Leave it to a poet to bring beauty and soul to the well-trodden undead genre.
Jason Mott’s impressive debut novel, The Returned, is a tense and touching treatise on life, death and life again, centered on an aging couple dealing with the resurrection of their 8-year-old boy nearly 50 years after he drowned in a river.
Little Jacob Hargrave arrives back from the Great Beyond for an unknown reason, and like many others all around the world, returns to a place far from where he originated. In his case, he mysteriously reappears in China and makes his way back to small-town Arcadia, N.C., and his parents.
Now in their 70s, Harold and Lucille Hargrave have opposite reactions to Jacob’s return. Lucille, a devout churchgoer, sees it as a miracle of God that he’s back. Harold, who was the one who found his son dead in the river, has not been the same since and, while he wants to believe Jacob is Jacob, he can’t come to grips with it.
The whole town is actually having the same problem — the return of Jacob as well as a murdered family and others are a reminder that Arcadia has had a long history of violence and tragedy. The situation is only exacerbated from there: The government responds to rising tensions all over the world by having a military crew, led by a cold and unfeeling colonel, fence in Arcadia and turn the local school into the kind of internment and concentration camp seen in conflicts of yesteryear.
While there is something odd about them, the Returned are for the most part the people they were, and they don’t take kindly to being imprisoned. Similarly, some of the townspeople don’t want their town being taken over by the Returned. Things get hairy from there.
Harold and Lucille are unfortunately split up early on when Harold and Jacob are arrested after it becomes illegal for the Returned to be out walking around. Still, the adults do their part in helping the Returned — Harold stays close to Jacob and others in the school and the ensuing powder keg that becomes, and Lucille does her best on the homefront yet still struggles with her own blind faith at times.
Martin Bellamy, an agent for the International Bureau of the Returned, acts as a support mechanism for the Hargraves when the rest of the country seemingly turns its back on them.

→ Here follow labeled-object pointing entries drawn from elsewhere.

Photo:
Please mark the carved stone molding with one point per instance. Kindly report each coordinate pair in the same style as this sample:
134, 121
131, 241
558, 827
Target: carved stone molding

Fred Green, a one-time friend of the family, now is part of a “living movement” wanting the Returned gone — yet even he’s not one-dimensionally villainous, seeing as he how he continues to wrestle with the death of his own wife.
In crafting this tale of loved ones coming back, Mott symbolically explores issues of civil rights, tolerance, religion and even modern problems like overpopulation, though the author is never overly political or preachy. He also uses interspersed chapters to introduce other characters and show the effect of the Returned on places and people outside Arcadia.

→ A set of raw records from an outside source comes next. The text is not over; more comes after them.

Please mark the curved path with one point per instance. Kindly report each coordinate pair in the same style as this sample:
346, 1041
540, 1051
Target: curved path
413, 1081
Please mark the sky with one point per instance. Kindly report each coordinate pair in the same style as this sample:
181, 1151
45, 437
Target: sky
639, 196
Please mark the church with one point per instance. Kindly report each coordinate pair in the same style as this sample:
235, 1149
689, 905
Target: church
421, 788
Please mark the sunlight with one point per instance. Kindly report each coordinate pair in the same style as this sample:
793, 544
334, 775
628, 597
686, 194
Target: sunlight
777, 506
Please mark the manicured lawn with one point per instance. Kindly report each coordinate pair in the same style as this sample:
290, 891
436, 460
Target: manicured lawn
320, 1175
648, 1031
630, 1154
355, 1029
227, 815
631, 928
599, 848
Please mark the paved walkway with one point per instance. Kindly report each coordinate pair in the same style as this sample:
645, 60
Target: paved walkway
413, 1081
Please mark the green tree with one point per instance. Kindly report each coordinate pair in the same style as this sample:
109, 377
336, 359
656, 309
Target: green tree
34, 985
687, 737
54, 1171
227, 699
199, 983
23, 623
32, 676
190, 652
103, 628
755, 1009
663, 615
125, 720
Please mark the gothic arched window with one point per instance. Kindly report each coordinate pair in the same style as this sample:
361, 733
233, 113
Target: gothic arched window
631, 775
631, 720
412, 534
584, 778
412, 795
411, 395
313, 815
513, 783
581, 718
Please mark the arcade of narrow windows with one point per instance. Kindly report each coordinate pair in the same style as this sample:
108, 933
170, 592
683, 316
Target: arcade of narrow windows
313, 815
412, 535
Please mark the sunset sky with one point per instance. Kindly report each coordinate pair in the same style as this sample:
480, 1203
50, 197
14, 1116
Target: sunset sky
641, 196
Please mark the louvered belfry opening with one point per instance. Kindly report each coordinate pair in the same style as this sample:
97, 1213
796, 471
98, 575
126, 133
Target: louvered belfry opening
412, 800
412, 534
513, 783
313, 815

Action sequences move the plot along at points, yet it’s the quieter moments where Mott’s prose truly shines — the local pastor finds he’s unable to hunt-and-peck his thoughts on a keyboard or find the right words when a deceased love from his past wants to see him; Lucille keeps a close watch on her boy “as if he were a candle in a house of drafts.”
At a time when you can’t throw a detached foot and not hit some kind of post-apocalyptic zombie fiction, be it book or TV show, it’s welcome to find a rare literary piece on the undead that, like The Lovely Bones, puts an emotional spin on the otherworldly. The entertainment world has taken notice, too — a TV adaptation of Mott’s book, the new ABC series Resurrection, is set to debut in March.
In the end, the zombie-chewed brains of The Walking Dead come nowhere near the eternal heart of The Returned.